I’m not sure we have ever seen an actress coming into herself and owning her screen persona quite in the way we’ve seen lately with Scarlett Johansson. She’s unstoppable right now. This is seriously early-aughts Angelina shit, except the movies are good.
I love watching her, and so do you.
Lucy is great junk –a headrush of a film so bizarre you’ll spend the entire fleeting, eighty-something-minute running time wondering how it ever got made in the first place. It’s the great French vulgarian Luc Besson’s Tree Of Life, pondering existential questions about God and the universe while still having a hot chick in high-heels and mini-skirts shooting the shit out of everybody. Morgan Freeman occasionally narrates.
Johansson begins the movie as a dopey dope mule in a cheetah-print jacket, and the swiftness with which Besson sends her from situations starting at bad and ending up worse represent a tiny marvel of narrative economy. Stuck with a bucketload of some new experimental designer drug surgically stashed in her muffin-top, she suddenly gets wicked smart after a bag leaks into her bloodstream.

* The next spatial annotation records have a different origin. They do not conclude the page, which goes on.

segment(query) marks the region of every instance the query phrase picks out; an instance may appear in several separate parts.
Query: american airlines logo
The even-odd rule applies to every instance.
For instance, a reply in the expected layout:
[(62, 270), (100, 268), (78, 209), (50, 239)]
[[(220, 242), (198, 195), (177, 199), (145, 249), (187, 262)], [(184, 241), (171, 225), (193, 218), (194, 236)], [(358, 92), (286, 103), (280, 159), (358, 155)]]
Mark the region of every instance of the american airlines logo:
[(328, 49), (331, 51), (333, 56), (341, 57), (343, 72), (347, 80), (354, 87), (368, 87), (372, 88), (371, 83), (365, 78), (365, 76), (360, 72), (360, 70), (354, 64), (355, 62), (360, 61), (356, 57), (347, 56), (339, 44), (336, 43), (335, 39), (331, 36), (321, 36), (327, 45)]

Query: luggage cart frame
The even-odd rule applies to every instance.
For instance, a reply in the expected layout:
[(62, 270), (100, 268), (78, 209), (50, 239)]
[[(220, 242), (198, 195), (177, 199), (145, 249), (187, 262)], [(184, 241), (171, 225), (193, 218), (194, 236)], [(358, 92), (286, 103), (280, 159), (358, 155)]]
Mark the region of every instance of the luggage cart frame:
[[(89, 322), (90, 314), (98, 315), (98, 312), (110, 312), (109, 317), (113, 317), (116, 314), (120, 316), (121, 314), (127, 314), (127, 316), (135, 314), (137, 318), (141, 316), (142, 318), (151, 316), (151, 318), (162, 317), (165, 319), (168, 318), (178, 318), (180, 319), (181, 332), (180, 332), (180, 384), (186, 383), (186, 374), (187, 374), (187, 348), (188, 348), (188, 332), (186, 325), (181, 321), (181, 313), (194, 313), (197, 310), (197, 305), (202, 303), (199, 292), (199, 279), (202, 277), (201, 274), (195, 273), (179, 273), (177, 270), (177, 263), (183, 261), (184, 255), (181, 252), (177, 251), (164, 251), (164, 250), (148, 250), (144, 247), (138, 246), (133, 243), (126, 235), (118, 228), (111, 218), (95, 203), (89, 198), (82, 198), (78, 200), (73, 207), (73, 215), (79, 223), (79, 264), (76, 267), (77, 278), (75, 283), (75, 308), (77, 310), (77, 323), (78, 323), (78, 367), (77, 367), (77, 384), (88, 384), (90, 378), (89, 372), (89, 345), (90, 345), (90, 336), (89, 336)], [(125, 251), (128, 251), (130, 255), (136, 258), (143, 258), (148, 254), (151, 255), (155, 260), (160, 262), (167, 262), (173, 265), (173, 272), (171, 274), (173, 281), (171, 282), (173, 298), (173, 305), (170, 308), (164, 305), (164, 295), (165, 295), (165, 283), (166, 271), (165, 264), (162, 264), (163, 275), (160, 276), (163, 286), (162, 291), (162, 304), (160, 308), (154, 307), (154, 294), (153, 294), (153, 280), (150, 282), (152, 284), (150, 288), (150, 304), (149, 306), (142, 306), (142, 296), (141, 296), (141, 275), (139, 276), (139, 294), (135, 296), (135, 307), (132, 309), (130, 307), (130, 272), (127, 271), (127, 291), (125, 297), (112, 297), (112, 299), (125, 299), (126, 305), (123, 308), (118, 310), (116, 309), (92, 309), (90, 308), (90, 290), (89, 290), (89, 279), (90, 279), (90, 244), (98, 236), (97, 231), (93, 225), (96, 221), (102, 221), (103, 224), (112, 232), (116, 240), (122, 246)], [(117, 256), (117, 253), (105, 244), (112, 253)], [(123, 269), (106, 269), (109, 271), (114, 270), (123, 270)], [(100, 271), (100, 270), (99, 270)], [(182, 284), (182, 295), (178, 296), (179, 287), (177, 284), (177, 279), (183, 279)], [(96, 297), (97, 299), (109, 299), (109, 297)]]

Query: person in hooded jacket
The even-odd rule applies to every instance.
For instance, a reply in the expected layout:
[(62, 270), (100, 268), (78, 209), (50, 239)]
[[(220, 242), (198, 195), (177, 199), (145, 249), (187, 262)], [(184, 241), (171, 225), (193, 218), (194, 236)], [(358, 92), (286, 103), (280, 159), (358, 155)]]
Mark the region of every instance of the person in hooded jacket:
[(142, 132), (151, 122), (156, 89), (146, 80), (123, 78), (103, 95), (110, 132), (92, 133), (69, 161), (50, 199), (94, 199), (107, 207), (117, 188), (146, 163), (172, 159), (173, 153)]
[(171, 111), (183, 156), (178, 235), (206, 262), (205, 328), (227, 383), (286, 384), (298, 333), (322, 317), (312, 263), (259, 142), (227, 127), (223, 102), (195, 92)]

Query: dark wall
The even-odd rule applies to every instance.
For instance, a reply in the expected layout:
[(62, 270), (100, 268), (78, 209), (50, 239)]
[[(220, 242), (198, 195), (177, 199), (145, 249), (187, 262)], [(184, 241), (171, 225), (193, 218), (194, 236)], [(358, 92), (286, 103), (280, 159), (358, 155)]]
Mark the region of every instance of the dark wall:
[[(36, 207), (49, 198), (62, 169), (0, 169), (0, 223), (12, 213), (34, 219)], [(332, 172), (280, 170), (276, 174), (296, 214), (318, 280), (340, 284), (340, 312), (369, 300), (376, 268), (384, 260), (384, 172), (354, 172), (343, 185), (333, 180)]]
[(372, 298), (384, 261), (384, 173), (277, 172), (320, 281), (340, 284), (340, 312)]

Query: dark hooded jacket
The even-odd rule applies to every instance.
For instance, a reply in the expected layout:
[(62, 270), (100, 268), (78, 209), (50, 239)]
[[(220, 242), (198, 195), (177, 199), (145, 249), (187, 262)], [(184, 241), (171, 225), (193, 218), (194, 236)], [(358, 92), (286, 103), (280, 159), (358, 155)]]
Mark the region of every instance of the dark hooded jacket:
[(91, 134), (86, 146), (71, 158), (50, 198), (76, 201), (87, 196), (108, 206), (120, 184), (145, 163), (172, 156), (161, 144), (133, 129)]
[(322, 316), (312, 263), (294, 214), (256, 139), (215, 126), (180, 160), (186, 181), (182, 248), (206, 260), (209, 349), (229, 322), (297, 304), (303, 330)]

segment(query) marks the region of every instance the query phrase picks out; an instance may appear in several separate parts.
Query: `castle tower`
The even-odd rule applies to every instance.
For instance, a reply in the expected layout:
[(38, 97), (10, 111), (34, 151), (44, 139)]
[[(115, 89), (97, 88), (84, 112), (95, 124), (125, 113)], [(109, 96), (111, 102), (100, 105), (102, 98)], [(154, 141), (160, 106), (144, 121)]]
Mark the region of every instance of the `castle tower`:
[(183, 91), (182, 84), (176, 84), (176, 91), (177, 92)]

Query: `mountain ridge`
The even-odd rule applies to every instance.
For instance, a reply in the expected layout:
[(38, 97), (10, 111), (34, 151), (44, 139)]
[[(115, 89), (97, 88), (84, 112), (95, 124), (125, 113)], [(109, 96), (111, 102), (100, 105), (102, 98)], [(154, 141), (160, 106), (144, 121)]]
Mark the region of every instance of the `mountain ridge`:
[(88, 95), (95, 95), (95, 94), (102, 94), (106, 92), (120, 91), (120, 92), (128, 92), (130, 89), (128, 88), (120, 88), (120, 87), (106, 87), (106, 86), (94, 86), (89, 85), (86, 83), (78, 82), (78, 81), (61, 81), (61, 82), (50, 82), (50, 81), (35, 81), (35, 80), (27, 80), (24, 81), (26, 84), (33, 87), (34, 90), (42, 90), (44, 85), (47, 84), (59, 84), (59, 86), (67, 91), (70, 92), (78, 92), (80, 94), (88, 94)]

And watch out boys, because Scarlett is evolving. Following that old crap science canard that people only use 10% of their brain, Lucy keeps accessing more and more of her cerebral cortex to a point where she finally hits 100% and retires from the human race altogether. It’s a fucking insane movie full of cockamamie action sequences and symbolically freighted shout-outs to 2001: A Space Odyssey, always pausing to leer at how great Johansson looks in heels.
Lucy is crazy. It’s also Besson’s most purely enjoyable picture since La Femme Nikita and The Professional, tightly edited and recklessly hurtling into one over-the-top over-choreographed set-piece after another while cheerfully never quite making one goddamn lick of sense. This thing is all pure sensation and man, does it feel good going down.
I think the moral of the story is that drugs are awesome. So is Scarlett.